Vin + Omi’s Stop F***ing the Planet recycled plastic collection and campaign encourages consumers to consider the environment when updating their style. Confronted by January sales, it may seem difficult to resist a thoughtless purchase, but for Vin, it’s important to pay more attention to our wardrobes: what we put in, what we take out, and how we take care of what we have.
It’s scary but it’s true. Microfibres are tiny (smaller that 5mm) plastic threads, often thinner than a human hair, which escape into our waterways, and ultimately our seas, when we wash our clothes. They often form part of a sludge collected at water treatment plants which is then sprayed onto soils as fertiliser. To combat this, Vin suggests we wash our clothes in a microfibre catcher bag, and instead of throwing away the fibres, use them to stuff a cushion. For more information about microfibres, I recommend visiting Friends of the Earth.
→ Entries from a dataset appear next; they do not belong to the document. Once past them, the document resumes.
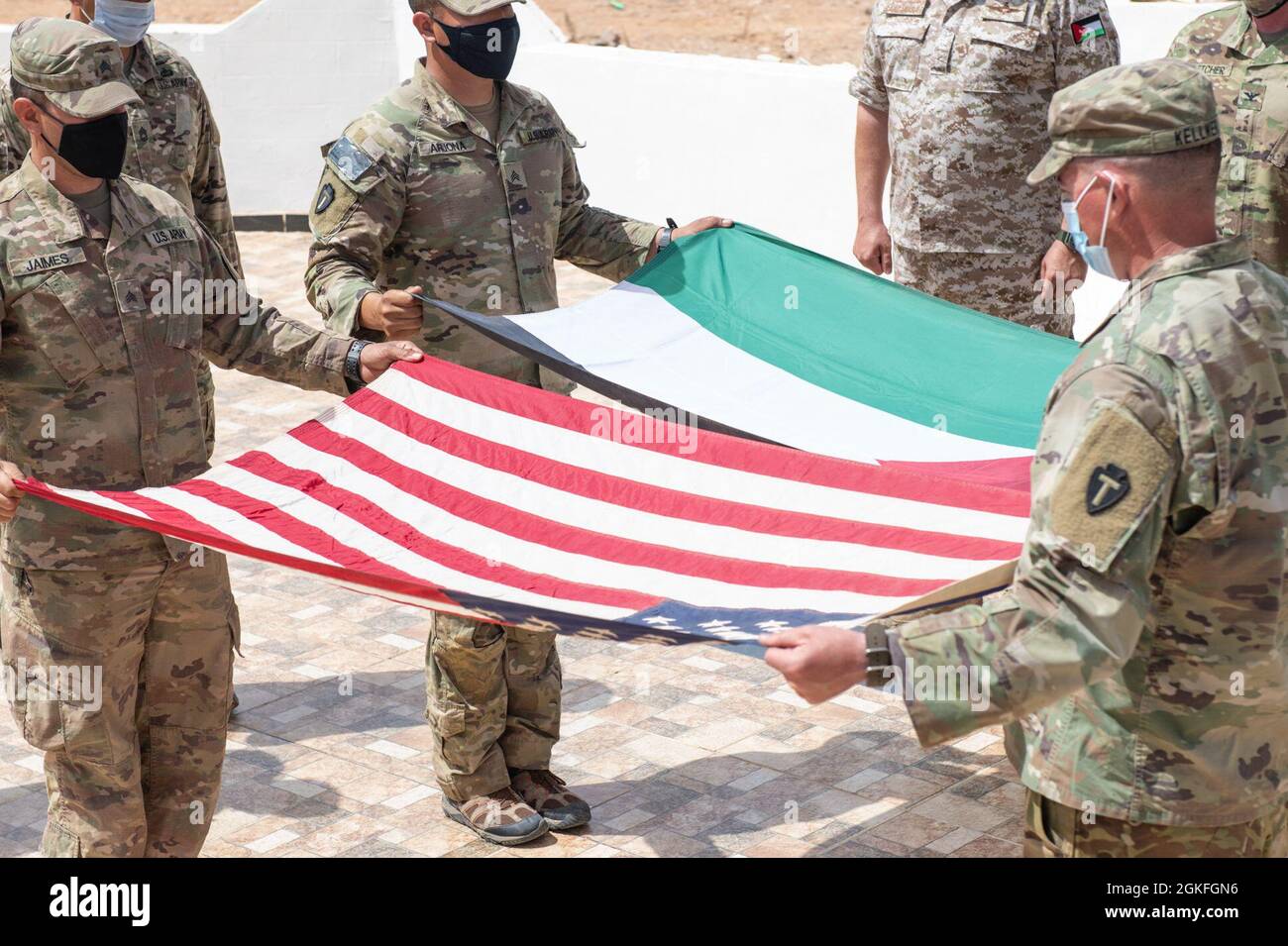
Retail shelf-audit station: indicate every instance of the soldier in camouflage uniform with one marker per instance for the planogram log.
(952, 100)
(1140, 654)
(465, 187)
(1243, 51)
(174, 146)
(99, 390)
Plastic Waste is a hot topic at the moment. Blue Planet demonstrated just how much plastic ends up in our oceans and the show’s popularity means its now on lots of people’s radar. According to Vin, when it comes to plastic, it’s all about being conscious. “Question everything you buy wrapped in plastic or made of plastic,” he says. “Do you really need it?” For a deep dive into plastic waste, I recommend reading Lucy Siegle’s Turning the Tide on Plastic.
Say No To Fur
A simple way to immediately make a positive change is to boycott fur. Vin recommends looking for sustainable alternatives to achieve the same look. Back in October, I was fascinated to read Bel Jacobs’ Is the the end for real fur? on the BBC, which highlighted just how problematic faux fur can be. Sometimes, it seems as though we have to choose between animals, and the environment. Of course, it’s ideal to ‘do right’ by both concerns, but in my opinion, when it comes to fur, animals take my priority. I’ll try to find sustainable faux fur, but until I do, it’s easy for me to simply pick a different coat.
Made In England
Finally, Vin advises buying Made in England, and from small, independent brands where possible. Again, this comes alongside shopping more mindfully – examining the provenance of what we buy can help us make more informed decisions. Buying Made in England, means supporting the remaining local garment industry which has not yet been outsourced abroad in search of cheaper labour. If we don’t support local independent business, we may not have any left.
For Vin, it’s important to evaluate our potential purchases. At this time of year, it’s easy to fall into the trap of a mindless evening browse, turning into a mindless evening spree. But before we click “checkout” it’s useful to think about when, and how, we might actually wear what we’re about to buy. Eco Age has a fantastic 30 Wears campaign, which is worth taking note of if you find yourself with a wardrobe full of nothing to wear.